Par FAL : Au terme d’une attente insupportable, probablement responsable de maintes dépressions nerveuses et crises cardiaques, nous avons appris il y a quelques semaines le titre du prochain « Bond » : « No Time To Die ». Le second chapitre est heureusement arrivé plus rapidement : depuis quelques jours une vidéo YouTube fait défiler les traductions (ou adaptations) de ce titre dans une dizaine de langues.
Mais manque, hélas, le titre français. Comment ? allez-vous dire. Et « Mourir peut attendre », alors ? Nous pouvons même déjà voir sur Internet, sinon l’affiche définitive, du moins l’affiche teaser, avec ce titre imprimé, non pas noir sur blanc, mais blanc sur Craig. En lettres énormes.

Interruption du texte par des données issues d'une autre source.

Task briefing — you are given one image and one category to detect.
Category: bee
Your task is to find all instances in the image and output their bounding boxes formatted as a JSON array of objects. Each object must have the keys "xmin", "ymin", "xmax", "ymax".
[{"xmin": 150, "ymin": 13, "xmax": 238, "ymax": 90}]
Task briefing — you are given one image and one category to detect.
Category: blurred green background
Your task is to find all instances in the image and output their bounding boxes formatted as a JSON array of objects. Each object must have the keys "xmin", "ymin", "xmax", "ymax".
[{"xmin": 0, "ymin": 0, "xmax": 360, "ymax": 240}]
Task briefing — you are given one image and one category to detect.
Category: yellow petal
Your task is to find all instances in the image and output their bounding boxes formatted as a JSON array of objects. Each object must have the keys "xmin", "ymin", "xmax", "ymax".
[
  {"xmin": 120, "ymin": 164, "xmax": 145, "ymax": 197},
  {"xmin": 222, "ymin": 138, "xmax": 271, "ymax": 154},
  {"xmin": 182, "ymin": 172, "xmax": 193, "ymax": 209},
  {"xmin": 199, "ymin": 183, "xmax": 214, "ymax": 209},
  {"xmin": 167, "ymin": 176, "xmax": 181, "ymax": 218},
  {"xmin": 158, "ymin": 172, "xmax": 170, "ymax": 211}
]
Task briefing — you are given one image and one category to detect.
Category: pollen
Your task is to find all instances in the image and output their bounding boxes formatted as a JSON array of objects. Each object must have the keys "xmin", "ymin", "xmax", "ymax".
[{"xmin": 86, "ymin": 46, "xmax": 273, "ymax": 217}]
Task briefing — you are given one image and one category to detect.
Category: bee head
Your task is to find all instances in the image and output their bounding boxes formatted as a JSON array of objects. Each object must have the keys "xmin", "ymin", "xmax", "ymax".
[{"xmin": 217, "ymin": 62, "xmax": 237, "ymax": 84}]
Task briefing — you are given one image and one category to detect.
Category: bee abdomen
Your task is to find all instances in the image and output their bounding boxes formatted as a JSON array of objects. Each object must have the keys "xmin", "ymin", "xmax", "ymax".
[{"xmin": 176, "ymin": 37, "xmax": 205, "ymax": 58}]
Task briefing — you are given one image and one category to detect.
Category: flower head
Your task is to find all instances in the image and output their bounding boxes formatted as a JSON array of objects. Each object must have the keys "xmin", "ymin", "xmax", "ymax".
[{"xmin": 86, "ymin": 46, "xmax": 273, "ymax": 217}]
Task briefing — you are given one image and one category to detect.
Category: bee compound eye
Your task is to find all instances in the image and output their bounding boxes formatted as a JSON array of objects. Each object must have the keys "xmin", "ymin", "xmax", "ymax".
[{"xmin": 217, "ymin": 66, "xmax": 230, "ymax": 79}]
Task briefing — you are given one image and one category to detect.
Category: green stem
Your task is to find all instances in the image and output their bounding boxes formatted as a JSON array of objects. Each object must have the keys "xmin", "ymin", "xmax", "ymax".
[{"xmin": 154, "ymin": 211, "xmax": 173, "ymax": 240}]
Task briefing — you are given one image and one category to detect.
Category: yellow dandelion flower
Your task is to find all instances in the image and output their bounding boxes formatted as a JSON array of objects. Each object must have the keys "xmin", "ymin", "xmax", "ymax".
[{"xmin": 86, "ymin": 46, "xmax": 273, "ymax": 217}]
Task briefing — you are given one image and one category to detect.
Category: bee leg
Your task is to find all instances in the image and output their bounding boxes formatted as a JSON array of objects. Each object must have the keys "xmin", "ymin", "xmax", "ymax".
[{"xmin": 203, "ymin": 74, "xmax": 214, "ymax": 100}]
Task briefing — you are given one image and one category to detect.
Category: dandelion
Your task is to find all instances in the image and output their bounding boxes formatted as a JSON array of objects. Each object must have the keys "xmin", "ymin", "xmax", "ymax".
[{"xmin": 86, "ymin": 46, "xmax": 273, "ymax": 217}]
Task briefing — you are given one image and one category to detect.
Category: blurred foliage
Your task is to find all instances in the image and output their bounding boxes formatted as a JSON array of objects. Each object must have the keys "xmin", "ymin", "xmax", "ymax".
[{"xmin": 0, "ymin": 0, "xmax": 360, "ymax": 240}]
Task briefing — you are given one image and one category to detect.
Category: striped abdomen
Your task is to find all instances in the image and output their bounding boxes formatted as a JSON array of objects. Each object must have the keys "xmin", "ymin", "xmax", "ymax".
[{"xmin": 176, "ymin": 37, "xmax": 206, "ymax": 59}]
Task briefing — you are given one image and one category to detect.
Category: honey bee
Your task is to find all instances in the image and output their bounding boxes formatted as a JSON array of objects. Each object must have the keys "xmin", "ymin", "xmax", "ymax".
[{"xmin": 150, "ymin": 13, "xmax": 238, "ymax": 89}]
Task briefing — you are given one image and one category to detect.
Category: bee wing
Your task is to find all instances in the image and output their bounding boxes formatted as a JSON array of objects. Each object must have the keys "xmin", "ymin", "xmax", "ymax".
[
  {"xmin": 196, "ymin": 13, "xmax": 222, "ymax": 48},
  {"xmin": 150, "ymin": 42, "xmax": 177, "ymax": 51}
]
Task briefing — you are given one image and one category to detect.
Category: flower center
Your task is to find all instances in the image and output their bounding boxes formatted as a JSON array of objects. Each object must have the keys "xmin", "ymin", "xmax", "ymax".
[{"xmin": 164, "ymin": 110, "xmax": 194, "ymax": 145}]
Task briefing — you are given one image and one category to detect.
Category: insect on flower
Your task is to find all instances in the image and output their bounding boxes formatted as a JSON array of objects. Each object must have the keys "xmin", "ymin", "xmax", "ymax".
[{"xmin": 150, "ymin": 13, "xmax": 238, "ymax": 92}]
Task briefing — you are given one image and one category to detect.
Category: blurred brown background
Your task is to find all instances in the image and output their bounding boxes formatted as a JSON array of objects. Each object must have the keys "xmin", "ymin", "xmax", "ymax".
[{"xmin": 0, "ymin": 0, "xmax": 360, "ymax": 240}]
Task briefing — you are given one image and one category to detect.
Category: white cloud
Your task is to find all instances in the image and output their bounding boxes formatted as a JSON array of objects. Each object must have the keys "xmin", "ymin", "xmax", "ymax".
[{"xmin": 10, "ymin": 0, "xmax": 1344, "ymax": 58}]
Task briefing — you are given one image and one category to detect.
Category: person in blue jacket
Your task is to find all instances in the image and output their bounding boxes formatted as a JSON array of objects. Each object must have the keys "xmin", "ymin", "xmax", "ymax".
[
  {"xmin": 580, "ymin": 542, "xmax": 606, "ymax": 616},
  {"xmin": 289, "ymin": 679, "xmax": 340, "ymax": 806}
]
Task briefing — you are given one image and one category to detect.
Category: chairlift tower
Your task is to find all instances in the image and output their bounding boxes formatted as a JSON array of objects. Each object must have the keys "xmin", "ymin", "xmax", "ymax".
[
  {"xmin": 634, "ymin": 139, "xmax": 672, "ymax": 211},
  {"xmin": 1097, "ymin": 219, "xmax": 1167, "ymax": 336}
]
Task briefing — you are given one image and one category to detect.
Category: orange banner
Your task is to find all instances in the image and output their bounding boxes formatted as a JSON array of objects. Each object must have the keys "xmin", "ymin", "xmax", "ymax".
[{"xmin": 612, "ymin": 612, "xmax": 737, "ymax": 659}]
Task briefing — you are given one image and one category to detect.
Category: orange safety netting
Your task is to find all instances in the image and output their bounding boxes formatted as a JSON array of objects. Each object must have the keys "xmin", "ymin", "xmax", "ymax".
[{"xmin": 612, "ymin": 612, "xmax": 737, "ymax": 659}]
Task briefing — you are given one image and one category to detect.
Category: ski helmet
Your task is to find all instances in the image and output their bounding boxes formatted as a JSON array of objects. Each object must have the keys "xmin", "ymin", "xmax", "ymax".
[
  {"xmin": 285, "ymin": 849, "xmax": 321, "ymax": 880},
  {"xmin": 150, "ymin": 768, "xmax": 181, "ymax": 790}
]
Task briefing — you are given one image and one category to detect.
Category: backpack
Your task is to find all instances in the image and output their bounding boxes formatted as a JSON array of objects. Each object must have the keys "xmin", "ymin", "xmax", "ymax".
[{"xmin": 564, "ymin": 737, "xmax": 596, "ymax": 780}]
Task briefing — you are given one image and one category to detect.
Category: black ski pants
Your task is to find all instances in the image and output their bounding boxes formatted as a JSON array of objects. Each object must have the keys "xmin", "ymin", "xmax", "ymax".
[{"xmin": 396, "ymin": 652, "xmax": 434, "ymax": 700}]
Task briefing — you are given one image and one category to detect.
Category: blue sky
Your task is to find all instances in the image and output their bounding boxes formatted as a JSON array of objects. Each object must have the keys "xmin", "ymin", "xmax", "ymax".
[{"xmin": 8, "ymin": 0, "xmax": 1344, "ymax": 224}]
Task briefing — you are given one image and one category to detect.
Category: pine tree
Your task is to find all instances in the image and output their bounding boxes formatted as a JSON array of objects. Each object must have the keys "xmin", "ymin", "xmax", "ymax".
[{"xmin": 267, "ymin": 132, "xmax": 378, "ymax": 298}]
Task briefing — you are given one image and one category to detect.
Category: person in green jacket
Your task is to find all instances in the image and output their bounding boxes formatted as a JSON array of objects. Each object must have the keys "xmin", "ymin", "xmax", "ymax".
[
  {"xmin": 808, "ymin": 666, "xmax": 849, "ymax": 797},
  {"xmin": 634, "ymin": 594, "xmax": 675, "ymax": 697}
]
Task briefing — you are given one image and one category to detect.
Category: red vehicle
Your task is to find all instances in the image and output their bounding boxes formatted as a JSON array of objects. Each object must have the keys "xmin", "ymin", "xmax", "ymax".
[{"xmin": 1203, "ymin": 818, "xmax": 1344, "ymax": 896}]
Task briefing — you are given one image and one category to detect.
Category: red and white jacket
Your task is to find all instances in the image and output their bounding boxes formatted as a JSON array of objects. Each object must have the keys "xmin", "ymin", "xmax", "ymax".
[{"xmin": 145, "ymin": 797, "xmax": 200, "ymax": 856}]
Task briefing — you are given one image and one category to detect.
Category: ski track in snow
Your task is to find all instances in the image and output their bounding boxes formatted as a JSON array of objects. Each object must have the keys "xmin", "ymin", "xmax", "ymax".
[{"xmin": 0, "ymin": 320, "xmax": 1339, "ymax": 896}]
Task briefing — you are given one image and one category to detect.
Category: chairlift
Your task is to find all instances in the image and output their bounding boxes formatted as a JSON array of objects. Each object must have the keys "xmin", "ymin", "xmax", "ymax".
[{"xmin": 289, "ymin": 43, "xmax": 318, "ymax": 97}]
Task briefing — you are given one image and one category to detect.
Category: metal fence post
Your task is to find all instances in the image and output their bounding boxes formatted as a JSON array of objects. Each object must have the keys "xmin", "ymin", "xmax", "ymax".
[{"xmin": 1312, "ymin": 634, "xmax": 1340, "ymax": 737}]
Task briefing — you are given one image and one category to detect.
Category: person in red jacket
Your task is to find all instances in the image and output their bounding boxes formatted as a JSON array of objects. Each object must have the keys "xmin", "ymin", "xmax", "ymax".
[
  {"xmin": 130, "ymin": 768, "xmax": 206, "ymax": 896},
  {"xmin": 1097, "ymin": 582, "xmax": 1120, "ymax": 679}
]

L’ennui, c’est que « Mourir peut attendre », ce n’est pas du français, mais du pataouète ou du volapuk.
Le titre original, il est vrai, n’est pas aisé à traduire, puisque la formule « No Time To Die » peut avoir deux sens sensiblement différents. Le premier, ce serait quelque chose du genre : « je suis tellement occupé que je n’ai pas le temps de mourir ». L’autre, clin d’œil ironique à l’épisode Danny Boyle pendant lequel, nous dit-on, il avait été question de faire mourir Bond : « l’heure de mourir n’a pas encore sonné ». « Mourir peut attendre » peut apparaître comme un compromis assez judicieux entre ces deux interprétations, mais « Mourir peut attendre » ne veut pas dire grand-chose en français, puisqu’un infinitif – ici, « mourir » – ne saurait être sujet d’un verbe impliquant une conscience.
Un infinitif peut être sujet d’un verbe « être » quand on donne une définition – voir, par exemple, « Tuer n’est pas jouer » – ou d’un verbe marquant une conséquence objective – « Fumer tue ». Mais un infinitif, autrement dit la forme la plus abstraite d’un verbe, ne saurait avoir des sentiments ou, répétons-le, une conscience (fumer tue, mais fumer ne veut pas tuer). Si ces éléments entrent en jeu, il faut absolument recourir à un nom : si vous me demandez de venir dîner alors que je suis plongé dans une tâche, je vous répondrai, non pas : « Dîner attendra », mais « Le dîner attendra », parce que, d’une certaine manière, le dîner est ici personnifié. Dans le cas qui nous occupe, la formule correcte eût donc été : « La mort peut attendre ». Évidemment, ce qui est fait est fait et on nous dira que, étant donné la déconfiture générale de la langue française à l’heure actuelle, parler correctement français peut attendre, y compris dans le titre d’un « Bond ». Nous répondrons que, puisqu’il est fréquent que, dans cette noble série, des « dialogue coaches » viennent épauler les comédiens, les communicants qui ont planché sur le titre français auraient pu consulter un linguiste.
Car, comme bien souvent, la faute de français cache ici quelque chose de plus grave – une confusion. Ou, plus exactement, une démesure qui, paradoxalement, va à l’encontre du statut héroïque, voire mythologique (cf. le prégénérique de « SPECTRE ») de Bond. Un héros, par définition, est doté de pouvoirs supérieurs, mais qui ne sauraient être suprêmes et vaincre certaines lois naturelles. Le demi-dieu reste aussi, par définition, un demi-homme. Bond peut affronter la Mort quand elle a les traits d’un adversaire ; il ne peut affronter mourir.